AWS Command Line Interface (CLI) Tool

AWS Command Line Interface (CLI) Tool

1. aws cli Installation

The AWS Command Line tool is used for interaction with the storage service, and can be scripted for automated workflows. Installing the AWS CLI is summarized below, and you may consult the official AWS CLI install guide.

CADES SHPC Users

The aws client is provided via a software module, though you may install a local version in your home directory if you wish.
From the SPHC login nodes:

-bash-4.2$module load python/3.6.3
-bash-4.2$aws --version
aws-cli/1.16.12 Python/3.6.3 Linux/3.10.0-862.9.1.el7.x86_64 botocore/1.12.2

Windows Users

Download from https://aws.amazon.com/cli/.

OSX Users

See AWS macOS instructions.

Linux/OpenStack Users

You may encounter issues if awscli and the awscli-plugin-endpoint are installed from different sources e.g. one from your distribution's package manager (apt or yum) and one from pip. Installing both via pip usually allows them to work together well.

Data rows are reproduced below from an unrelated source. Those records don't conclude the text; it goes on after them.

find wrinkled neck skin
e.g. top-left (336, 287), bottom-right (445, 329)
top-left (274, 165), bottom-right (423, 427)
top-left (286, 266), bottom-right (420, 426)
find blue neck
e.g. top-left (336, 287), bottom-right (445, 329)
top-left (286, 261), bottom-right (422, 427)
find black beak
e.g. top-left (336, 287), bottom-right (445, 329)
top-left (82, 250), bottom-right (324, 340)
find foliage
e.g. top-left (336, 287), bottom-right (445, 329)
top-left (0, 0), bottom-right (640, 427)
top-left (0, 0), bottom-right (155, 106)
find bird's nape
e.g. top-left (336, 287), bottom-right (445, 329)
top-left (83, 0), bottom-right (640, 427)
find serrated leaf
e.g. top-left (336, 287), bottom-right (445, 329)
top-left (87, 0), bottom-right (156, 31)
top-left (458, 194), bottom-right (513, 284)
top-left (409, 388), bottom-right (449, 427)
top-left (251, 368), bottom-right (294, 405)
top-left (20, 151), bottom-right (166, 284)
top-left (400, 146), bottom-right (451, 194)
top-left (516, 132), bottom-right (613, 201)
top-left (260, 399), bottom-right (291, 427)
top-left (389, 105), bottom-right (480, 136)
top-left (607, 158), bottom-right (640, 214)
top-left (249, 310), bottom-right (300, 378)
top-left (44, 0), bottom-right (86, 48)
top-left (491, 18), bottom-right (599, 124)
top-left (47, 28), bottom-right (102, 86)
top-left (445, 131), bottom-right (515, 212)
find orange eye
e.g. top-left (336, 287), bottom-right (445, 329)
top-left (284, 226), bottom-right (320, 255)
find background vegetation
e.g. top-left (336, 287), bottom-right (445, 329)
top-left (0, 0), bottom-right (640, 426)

📝 Note: It is recommended to install the components in a Python virtual environment, the instructions for which are available here.

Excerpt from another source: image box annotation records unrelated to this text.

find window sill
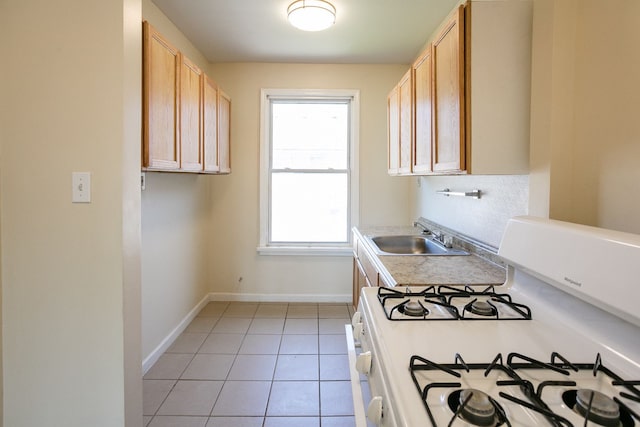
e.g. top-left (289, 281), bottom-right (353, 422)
top-left (256, 246), bottom-right (353, 257)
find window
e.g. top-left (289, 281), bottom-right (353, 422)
top-left (259, 89), bottom-right (358, 255)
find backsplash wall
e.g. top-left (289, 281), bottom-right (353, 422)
top-left (411, 175), bottom-right (529, 248)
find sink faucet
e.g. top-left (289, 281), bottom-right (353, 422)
top-left (413, 221), bottom-right (431, 234)
top-left (431, 231), bottom-right (453, 248)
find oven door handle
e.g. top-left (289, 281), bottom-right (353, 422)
top-left (344, 324), bottom-right (367, 427)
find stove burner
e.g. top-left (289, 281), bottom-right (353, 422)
top-left (449, 389), bottom-right (502, 427)
top-left (574, 389), bottom-right (620, 426)
top-left (562, 389), bottom-right (635, 427)
top-left (468, 300), bottom-right (498, 316)
top-left (398, 301), bottom-right (429, 317)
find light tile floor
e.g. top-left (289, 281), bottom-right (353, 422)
top-left (143, 302), bottom-right (355, 427)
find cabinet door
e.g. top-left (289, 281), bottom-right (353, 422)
top-left (202, 76), bottom-right (220, 172)
top-left (398, 70), bottom-right (413, 174)
top-left (433, 6), bottom-right (465, 172)
top-left (218, 90), bottom-right (231, 173)
top-left (412, 45), bottom-right (433, 173)
top-left (142, 22), bottom-right (181, 170)
top-left (387, 86), bottom-right (400, 175)
top-left (180, 56), bottom-right (203, 171)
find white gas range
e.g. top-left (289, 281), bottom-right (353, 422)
top-left (347, 217), bottom-right (640, 427)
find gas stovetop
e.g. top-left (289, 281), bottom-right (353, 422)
top-left (378, 286), bottom-right (531, 321)
top-left (352, 217), bottom-right (640, 427)
top-left (409, 353), bottom-right (640, 427)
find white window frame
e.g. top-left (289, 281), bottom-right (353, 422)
top-left (257, 89), bottom-right (360, 256)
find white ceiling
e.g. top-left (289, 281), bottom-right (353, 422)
top-left (153, 0), bottom-right (459, 64)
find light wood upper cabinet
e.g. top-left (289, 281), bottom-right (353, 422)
top-left (398, 70), bottom-right (413, 174)
top-left (218, 90), bottom-right (231, 173)
top-left (180, 56), bottom-right (203, 172)
top-left (432, 6), bottom-right (466, 172)
top-left (142, 22), bottom-right (231, 173)
top-left (387, 86), bottom-right (400, 175)
top-left (388, 0), bottom-right (533, 175)
top-left (202, 76), bottom-right (220, 172)
top-left (142, 22), bottom-right (181, 170)
top-left (411, 44), bottom-right (434, 173)
top-left (387, 70), bottom-right (413, 175)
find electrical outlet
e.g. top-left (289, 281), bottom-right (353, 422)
top-left (71, 172), bottom-right (91, 203)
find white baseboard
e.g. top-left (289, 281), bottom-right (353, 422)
top-left (209, 292), bottom-right (352, 303)
top-left (142, 294), bottom-right (211, 375)
top-left (142, 292), bottom-right (351, 375)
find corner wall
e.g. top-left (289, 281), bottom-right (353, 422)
top-left (209, 63), bottom-right (409, 301)
top-left (0, 0), bottom-right (142, 427)
top-left (530, 0), bottom-right (640, 233)
top-left (140, 0), bottom-right (212, 366)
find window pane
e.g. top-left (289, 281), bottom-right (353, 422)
top-left (271, 173), bottom-right (348, 243)
top-left (271, 101), bottom-right (349, 170)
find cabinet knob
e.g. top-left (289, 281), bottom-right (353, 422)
top-left (356, 351), bottom-right (371, 375)
top-left (351, 311), bottom-right (362, 328)
top-left (367, 396), bottom-right (383, 425)
top-left (353, 323), bottom-right (364, 341)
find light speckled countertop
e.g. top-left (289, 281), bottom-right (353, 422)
top-left (353, 227), bottom-right (506, 286)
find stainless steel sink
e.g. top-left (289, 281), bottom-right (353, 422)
top-left (365, 235), bottom-right (469, 255)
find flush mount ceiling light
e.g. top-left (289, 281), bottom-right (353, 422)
top-left (287, 0), bottom-right (336, 31)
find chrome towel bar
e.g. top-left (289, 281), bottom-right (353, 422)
top-left (436, 188), bottom-right (481, 199)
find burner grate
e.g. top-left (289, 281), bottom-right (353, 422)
top-left (409, 352), bottom-right (640, 427)
top-left (378, 285), bottom-right (531, 321)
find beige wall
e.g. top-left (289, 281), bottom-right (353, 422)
top-left (570, 0), bottom-right (640, 234)
top-left (531, 0), bottom-right (640, 233)
top-left (142, 0), bottom-right (212, 367)
top-left (0, 0), bottom-right (142, 427)
top-left (209, 64), bottom-right (409, 300)
top-left (413, 0), bottom-right (640, 244)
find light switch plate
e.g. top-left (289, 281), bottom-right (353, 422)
top-left (71, 172), bottom-right (91, 203)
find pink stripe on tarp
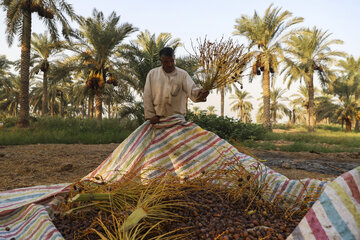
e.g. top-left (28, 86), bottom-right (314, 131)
top-left (122, 124), bottom-right (151, 162)
top-left (45, 227), bottom-right (61, 239)
top-left (341, 172), bottom-right (360, 204)
top-left (276, 180), bottom-right (290, 198)
top-left (189, 146), bottom-right (235, 178)
top-left (305, 208), bottom-right (329, 240)
top-left (297, 178), bottom-right (311, 197)
top-left (26, 219), bottom-right (48, 239)
top-left (1, 185), bottom-right (64, 195)
top-left (142, 132), bottom-right (206, 167)
top-left (153, 125), bottom-right (184, 144)
top-left (174, 137), bottom-right (221, 169)
top-left (2, 205), bottom-right (46, 238)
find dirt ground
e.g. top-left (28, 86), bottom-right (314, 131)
top-left (0, 143), bottom-right (360, 191)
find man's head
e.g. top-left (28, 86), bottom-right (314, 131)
top-left (159, 47), bottom-right (175, 73)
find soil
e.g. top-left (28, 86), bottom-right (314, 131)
top-left (0, 143), bottom-right (360, 191)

If you wish to install system-wide (as root) you may do so with pip via:

sudo pip install awscli
sudo pip install awscli-plugin-endpoint

2. Initial aws cli Profile Configuration

Specify IAM user credentials by editing your ~/.aws/credentials file, or run aws configure and paste the appropriate values into the prompts, to create entries like:

[default]
aws_access_key_id = <accessKey>
aws_secret_access_key = <secretKeyValue>
Default region name = <leave blank or us-east-1>
Default output format = <leave blank or text or json>

Changing Default S3 Endpoints and Multiple Profiles

By default the external Amazon S3 service is assumed, and if you wish to use AWS there is no need to change.

If you wish to use some other S3 provider (such as an on prem S3 compatible service) you will need to explicitly define the endpoint to use.

Example: To change to using an on-perm S3 endpoint, and make the default for the --profile option:

aws configure set plugins.endpoint awscli_plugin_endpoint
aws configure --profile default set s3.endpoint_url http://or-rda-s3.ornl.gov
aws configure --profile default set s3api.endpoint_url http://or-rda-s3.ornl.gov

📝 Note: The first command enables the "endpoint" plugin, which allows easy switching between interacting with multiple internal (S3) identities or external (AWS) accounts by passing a --profile argument. Your ~/.aws/config and ~/.aws/credentials must have profiles and credentials defined for each identity.

Further information on configuring multiple named profiles:

https://docs.aws.amazon.com/cli/latest/userguide/cli-multiple-profiles.html

https://github.com/wbinglee/awscli-plugin-endpoint

3. Basic S3 Storage Operations

Integrated User Manual

The AWS-CLI tool has help text integrated into it. To invoke this, use aws help. To get detailed help about supported features, build your command line and post-pend help to the command. As an example if you want help with the S3 copy command, type:

aws s3 cp help

General Format

As we are dealing with the S3 service we will almost always be specifying one of two commands to run: aws s3 or aws s3api.

Create a New Bucket

Buckets are storage areas similar to Unix volumes or Windows drives. With every s3 command a bucket must be specified.

Create a new bucket with:

aws s3 mb s3://mynewbucket

Listing S3 Buckets

Use ls without a bucket name to list all buckets visible to you:

aws s3 ls s3://

Or use the s3api command with list-buckets, which offers additional options

aws s3api list-buckets

Display Capacity Used

Many methods exist for reporting S3 capacity utilization, within the cli and AWS webconsole utilization metrics, and third party tools.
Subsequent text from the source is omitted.